Anyway...i was thinking what i was doing was stupid...if i wanted to be alone, i should *really* be alone, and, what the hell do i really need to be alone for anyway? Does alone mean "having no access to other people at all? Is tripping with a sitter tripping alone?
Well, I decided that physical safety was the key...I knew there was another group of campers on the ridge, so i went to hang out with them at their fire. We had nice introductions...they were six men in their twenties who all worked at a VA beach restaurant together. I happily accepted a shot of southern comfort and a beer : )
After hanging our for a about an hour, some pretty stange stuff started happening. Out of nowhere, three dogs showed up. They each had florescent antenas on their collars.

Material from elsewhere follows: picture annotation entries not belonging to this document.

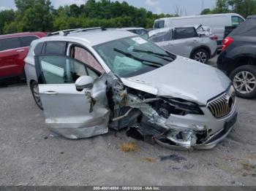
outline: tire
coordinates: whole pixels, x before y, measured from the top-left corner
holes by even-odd
[[[238,97],[248,99],[256,97],[255,66],[241,66],[231,72],[230,78]]]
[[[197,61],[198,62],[206,63],[208,60],[209,60],[210,54],[205,49],[197,49],[193,52],[192,59]]]
[[[32,95],[33,95],[34,100],[36,102],[37,106],[41,110],[43,110],[43,107],[42,107],[41,99],[40,99],[40,96],[39,94],[38,83],[37,82],[34,81],[31,83],[30,88],[31,88]]]

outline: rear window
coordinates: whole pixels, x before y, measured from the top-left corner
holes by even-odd
[[[165,20],[157,20],[154,22],[154,28],[161,28],[165,27]]]
[[[174,30],[174,39],[181,39],[197,36],[195,28],[176,28]]]
[[[45,54],[65,55],[66,42],[48,42],[45,47]]]
[[[153,42],[170,41],[172,39],[172,30],[156,34],[149,38]]]
[[[36,36],[27,36],[20,37],[20,42],[23,47],[29,47],[32,41],[38,39],[39,38]]]
[[[256,19],[251,18],[246,20],[245,22],[241,23],[234,31],[233,31],[230,36],[256,36]]]
[[[0,51],[22,47],[18,37],[0,39]]]

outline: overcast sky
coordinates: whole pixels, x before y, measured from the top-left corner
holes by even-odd
[[[86,0],[51,0],[55,7],[61,5],[84,4]],[[118,0],[123,1],[124,0]],[[202,8],[212,8],[216,0],[125,0],[129,4],[137,7],[143,7],[155,13],[174,14],[177,7],[182,15],[198,15]],[[15,9],[14,0],[0,0],[0,10],[4,9]]]

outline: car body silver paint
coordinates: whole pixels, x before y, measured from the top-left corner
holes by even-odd
[[[80,92],[75,84],[39,85],[48,128],[67,139],[108,133],[110,112],[105,82],[105,75],[102,75],[91,90]],[[57,94],[48,95],[49,92]],[[91,99],[95,102],[92,105]]]
[[[225,92],[231,83],[219,69],[181,56],[161,68],[121,80],[137,90],[200,105],[206,105],[209,99]]]
[[[91,90],[85,90],[82,92],[78,92],[75,90],[75,84],[39,85],[43,106],[49,109],[48,111],[45,111],[45,121],[48,126],[53,131],[68,139],[91,137],[108,133],[110,112],[105,93],[105,81],[111,81],[110,79],[118,80],[118,79],[112,74],[108,66],[94,50],[92,44],[97,44],[97,43],[103,41],[108,42],[114,38],[117,39],[121,36],[124,38],[134,36],[129,32],[125,32],[126,35],[124,36],[123,32],[120,31],[115,31],[115,33],[120,33],[116,37],[112,36],[110,33],[108,33],[107,36],[103,35],[105,39],[100,38],[100,39],[95,38],[95,36],[99,36],[100,33],[94,36],[91,34],[91,36],[94,36],[94,39],[88,39],[86,38],[86,33],[83,32],[83,35],[80,34],[78,37],[47,37],[32,43],[31,49],[26,58],[26,72],[28,74],[28,83],[32,79],[37,81],[33,50],[35,44],[39,42],[57,40],[78,43],[88,48],[106,70],[106,74],[95,82],[94,86]],[[104,33],[102,32],[102,34]],[[111,38],[108,38],[108,36],[110,35],[111,35]],[[209,99],[227,90],[230,84],[230,79],[218,69],[186,58],[177,56],[174,61],[159,69],[139,76],[121,78],[121,81],[120,82],[124,86],[157,96],[180,98],[194,101],[200,105],[204,105],[200,107],[204,112],[204,115],[187,114],[180,116],[171,114],[168,119],[164,119],[147,104],[146,101],[140,101],[134,95],[127,95],[128,100],[124,103],[124,105],[140,109],[151,123],[164,127],[166,129],[200,130],[202,130],[203,127],[211,129],[211,134],[214,135],[223,129],[225,122],[228,122],[236,114],[236,104],[232,112],[221,119],[215,118],[205,106]],[[59,98],[56,101],[53,98],[56,96],[44,94],[45,91],[49,90],[58,90],[61,93],[66,94],[66,101],[60,101]],[[132,98],[138,101],[138,104],[135,105],[134,103],[130,102],[129,99]],[[93,105],[93,112],[90,113],[90,109],[91,109],[91,106],[89,104],[91,98],[94,98],[96,104]],[[116,98],[120,98],[116,97]],[[59,101],[62,101],[62,103]],[[54,104],[57,102],[63,105],[66,104],[66,108],[54,106]],[[212,148],[217,143],[222,140],[230,131],[212,143],[192,145],[190,148]],[[169,147],[173,149],[179,147],[169,145]],[[185,148],[184,147],[180,147]],[[185,149],[188,148],[186,147]]]

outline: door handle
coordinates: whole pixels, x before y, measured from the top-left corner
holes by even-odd
[[[25,51],[24,49],[21,49],[21,50],[18,50],[16,51],[16,52],[24,52],[24,51]]]
[[[54,95],[57,95],[58,93],[55,92],[55,91],[48,91],[48,92],[45,92],[45,94],[49,95],[49,96],[54,96]]]

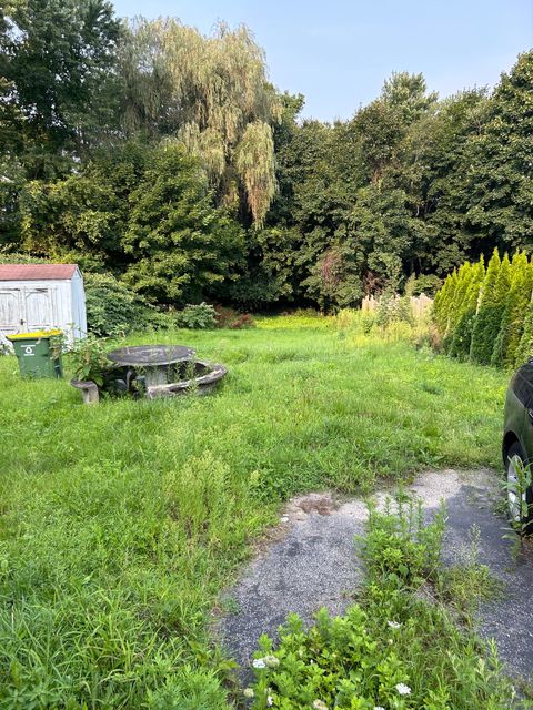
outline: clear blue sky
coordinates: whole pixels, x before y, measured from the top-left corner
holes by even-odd
[[[270,79],[305,95],[303,115],[349,118],[392,71],[423,72],[441,97],[493,85],[533,47],[533,0],[115,0],[122,17],[173,16],[208,33],[244,22]]]

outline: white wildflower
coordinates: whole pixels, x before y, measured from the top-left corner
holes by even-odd
[[[398,683],[396,690],[401,696],[410,696],[411,694],[411,688],[409,686],[405,686],[405,683]]]

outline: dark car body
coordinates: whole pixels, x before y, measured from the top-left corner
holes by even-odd
[[[519,444],[524,464],[533,463],[533,359],[517,369],[505,396],[503,428],[503,464],[507,466],[509,452]]]

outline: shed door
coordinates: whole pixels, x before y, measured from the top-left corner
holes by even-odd
[[[19,333],[23,321],[20,288],[0,288],[0,332]]]
[[[48,329],[57,325],[53,288],[27,288],[26,298],[26,329]]]

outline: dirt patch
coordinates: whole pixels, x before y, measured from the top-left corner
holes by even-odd
[[[533,588],[533,558],[526,554],[513,561],[514,541],[495,514],[497,474],[487,469],[428,471],[408,489],[421,498],[428,515],[441,501],[446,504],[445,561],[461,554],[472,525],[479,528],[481,561],[491,566],[504,587],[502,599],[482,609],[480,632],[496,639],[512,672],[530,678],[533,609],[524,605],[524,594]],[[392,493],[378,491],[373,496],[376,506],[382,508]],[[275,637],[289,612],[310,622],[321,607],[332,613],[345,610],[363,578],[355,537],[364,532],[366,515],[365,500],[343,501],[329,491],[289,501],[280,525],[264,538],[258,557],[227,595],[233,611],[220,620],[219,631],[243,668],[249,668],[261,633]]]

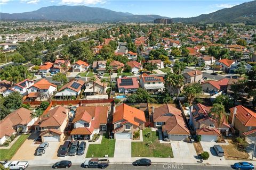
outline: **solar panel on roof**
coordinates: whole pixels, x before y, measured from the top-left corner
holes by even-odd
[[[71,85],[71,87],[73,87],[74,89],[77,89],[77,88],[80,86],[80,84],[77,83],[76,82],[74,82],[72,85]]]
[[[132,82],[132,79],[121,79],[121,83],[119,84],[120,86],[132,86],[133,85],[133,82]]]

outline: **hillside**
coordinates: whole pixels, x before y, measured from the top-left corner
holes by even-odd
[[[174,22],[187,23],[228,22],[256,24],[256,1],[224,8],[209,14],[189,18],[173,19]]]
[[[88,22],[145,22],[162,16],[157,15],[133,15],[129,13],[85,6],[51,6],[21,13],[1,13],[2,20],[47,20]]]

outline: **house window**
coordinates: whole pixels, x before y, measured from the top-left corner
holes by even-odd
[[[90,124],[88,123],[84,123],[84,127],[89,127]]]
[[[125,125],[125,129],[127,129],[127,130],[131,129],[131,125],[129,124],[126,124]]]

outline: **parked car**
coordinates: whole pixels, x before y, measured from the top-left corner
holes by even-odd
[[[253,169],[254,166],[251,163],[247,162],[241,162],[235,163],[233,166],[233,168],[236,169]]]
[[[60,156],[65,156],[68,155],[68,150],[70,147],[71,141],[69,140],[66,141],[62,145],[60,150]]]
[[[80,79],[81,78],[81,76],[80,75],[77,75],[75,78],[77,79]]]
[[[72,144],[69,148],[69,151],[68,151],[69,156],[75,156],[76,154],[76,151],[79,146],[79,141],[75,140],[72,142]]]
[[[223,150],[222,148],[221,148],[220,146],[215,144],[213,146],[213,149],[214,149],[214,150],[217,154],[218,156],[224,156],[224,150]]]
[[[218,73],[211,73],[210,74],[211,74],[211,75],[218,75]]]
[[[151,165],[151,163],[150,159],[142,158],[136,160],[132,164],[135,166],[149,166]]]
[[[37,148],[37,150],[36,151],[36,155],[42,155],[45,153],[45,150],[46,147],[49,146],[49,143],[47,142],[43,142],[42,144],[40,144],[39,147]]]
[[[28,166],[28,162],[21,162],[19,160],[12,161],[10,162],[7,162],[4,165],[4,167],[10,169],[19,169],[23,170],[26,169]]]
[[[107,159],[99,159],[98,158],[91,159],[85,160],[84,163],[84,167],[87,168],[100,168],[105,169],[108,166],[109,161]]]
[[[79,145],[78,149],[77,149],[77,152],[76,154],[78,155],[82,155],[84,154],[84,150],[86,147],[86,143],[84,141],[82,141]]]
[[[72,163],[69,160],[61,160],[57,162],[53,165],[52,168],[54,169],[58,168],[68,168],[72,165]]]

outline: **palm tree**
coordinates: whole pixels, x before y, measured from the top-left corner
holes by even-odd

I thought, "hmmm cop dogs, or hunting dogs?". They were making little howling, growling noises at us, but they seemed like they wern't going to hurt us. Soon we heard they're owners near by.
We all thought that it was weird that the owners didn't show themselves, or say something like "don't worry, they won't bite!" I bummed a cigarette...my first tobacco in 2 years...whew...that hit the spot!
When we noticed the the lurking bodies increased in number (we noticed at least 4....), the guys, who were all alot more aggresive than I, stood poised to fight...walking sticks in hand. They even decided to do a little wood chooping with the big axe they had...i was pretty thankful for this show of power, and even though it's not my way, I took my turn ferociously swinging the axe! (i only build small fires, and would usually take to the darkness of the woods in such a case). These guys were my brothers...they comforted me from the fear i was having earlier and i felt devoted to stick by them no matter what happened. These guys acted so differently than how i would have acted, but i was still thankful. I was simultaneously dismayed and astounded when they threw a beautiful American Chestnut log on the fire! It was so appropriate somehow......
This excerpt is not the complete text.